Bare metal Rust programs, such as those using the cortex-m-rt (v0.6.x) crate on the Armv7E-M bare-metal (soft-float) or Armv7E-M bare-metal (hard-float) targets, may not necessarily be memory safe in the presence of stack overflows.

The following program, which contains no unsafe code block, can run into undefined behavior if it reaches a stack overflow condition:

// static variables placed in the .bss / .data sections
static FLAG1: AtomicBool = AtomicBool::new(false); // .bss
static FLAG2: AtomicBool = AtomicBool::new(true);  // .data

fn main() {
    let _x = fib(100);
}

#[inline(never)]
fn fib(n: u32) -> u32 {
    // allocate and initialize 4 kilobytes of stack memory
    let _use_stack = [0xAA; 1024];

    if n < 2 {
        1
    } else {
        fib(n - 1) + fib(n - 2) // recursion
    }
}

#[interrupt]
fn interrupt_handler() {
    // does some operation with `FLAG1` and `FLAG2`
}

This is due to the default memory layout of ARM Cortex-M programs in RAM, shown below:

../_images/overflow.svg

The default memory layout of ARM Cortex-M programs in RAM.

The function call stack, also known as the “stack”, grows downwards on function calls and when local variables (e.g. let x) are created (these variables are also placed on the stack).

If the stack grows too large it collides with the .bss+.data region, which contains all the program’s static variables. The collision results in the static variables being overwritten with unrelated data. This can result in the program observing the static variables in an invalid state: for example an AtomicBool may hold the value 3 – this is undefined behavior because the Rust ABI expects this single-byte variable to be either 0 or 1.

One potential solution is to change the memory layout of the program and place the stack below the .bss+.data region.

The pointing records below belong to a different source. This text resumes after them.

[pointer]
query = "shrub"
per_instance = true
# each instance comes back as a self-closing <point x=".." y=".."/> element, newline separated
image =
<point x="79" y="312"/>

With this flipped memory layout (pictured below) the stack cannot collide with the static variables. Instead it will collide with the boundary of the physical RAM memory region. In the ARM Cortex-M architecture, trying to read or write past the boundaries of the RAM region produces a “hardware exception”. The cortex-m-rt crate provides an API to handle this condition: a HardFault exception handler can be defined; this “handler” (function) will be executed when the invalid memory operation is attempted.

flip-link implements this stack overflow solution. Linking your program with flip-link produces the flipped memory layout, which is memory safe in presence of stack overflows.

../_images/flipped.svg

The memory layout of ARM Cortex-M programs in RAM after flip-link.